# Flounder



## AUtigerfan (Sep 16, 2014)

I have noticed in some flounder gigging videos that often they are gigging flounder in less than 12" of water off the shore in the sound side.
Is it possible to cast along the beach like that and have any result. If you can wade and spear them, why couldn't you cast along the beach?


----------



## servo765 (May 25, 2013)

Some people have it figured out- search through some of Chris V's posts. I tried for a long time in pensacola without success. Not sure if it is very seasonally specific or what.


----------



## Chris V (Oct 18, 2007)

Not just catch them, you can smash 'em! I personally would rather catch them on rod and reel and I feel more confident getting numbers. Look at some my reports in the Surf Fishing Report section. I'm pretty sure I give enough detail in those posts to help you out and there are many on here who have read them and are now catching good numbers of Flounder, Specks, Reds and others while working artificials in the surf.


----------



## AUtigerfan (Sep 16, 2014)

Any suggestion of baits. I would imagine dragging live shrimp across the bottom would work, so what about artificial baits?


----------



## Chris V (Oct 18, 2007)

I only use artificials. My go to baits for flounder in the surf are:

-Tsunami 3" Swim Shad in pearl or chartreuse/gold

-Rat L Trap in cocahoe minnow, gold or red/white


----------



## Cory S. (Jun 26, 2015)

Chris, do you jig or impart any action to the ratltrap ?


----------



## Chris V (Oct 18, 2007)

I fish it like a lipped plug. Cast it out, let it sink to the bottom, keep rod tip low and crank it just fast enough to get good vibration while the flat head digs in the sand. Great bait for covering water looking for flatfish.

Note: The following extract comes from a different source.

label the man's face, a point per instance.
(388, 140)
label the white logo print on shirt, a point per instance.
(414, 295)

It's really cool when it's calm and clear and you can see the flounder come up behind it.


----------



## Cory S. (Jun 26, 2015)

Thanks man, something else to add to the arsenal. I assume that parlays into some trout and reds as well.


----------



## Chris V (Oct 18, 2007)

Yes, especially reds


----------



## AUtigerfan (Sep 16, 2014)

Would the same type of lures work on the "bay" side or sound side?


----------



## Chris V (Oct 18, 2007)

You can but bear in mind that the bottom may be different in the sound with grass, weeds making some baits impractical for some areas.


----------



## Scouticus (Jul 23, 2015)

I went out late Wednesday around 7 or so about a mile west of the p'cola pier and was tossing a plastic parallel to the beach and had a strike from something about 10 inches long and shot out of the water and unhooked itself before I could ID it. So as much as I try to dress it up, an uneventful trip. Is morning going to be the only productive time for flounder right now? Are they even out there? I know I need to dig deeper into Chris V's archive...


----------



## Chris V (Oct 18, 2007)

That incoming tide in the morning has definitely been better and I haven't caught more than two Flounder in any of my afternoon trips. Early morning with a good push of water has been best.


----------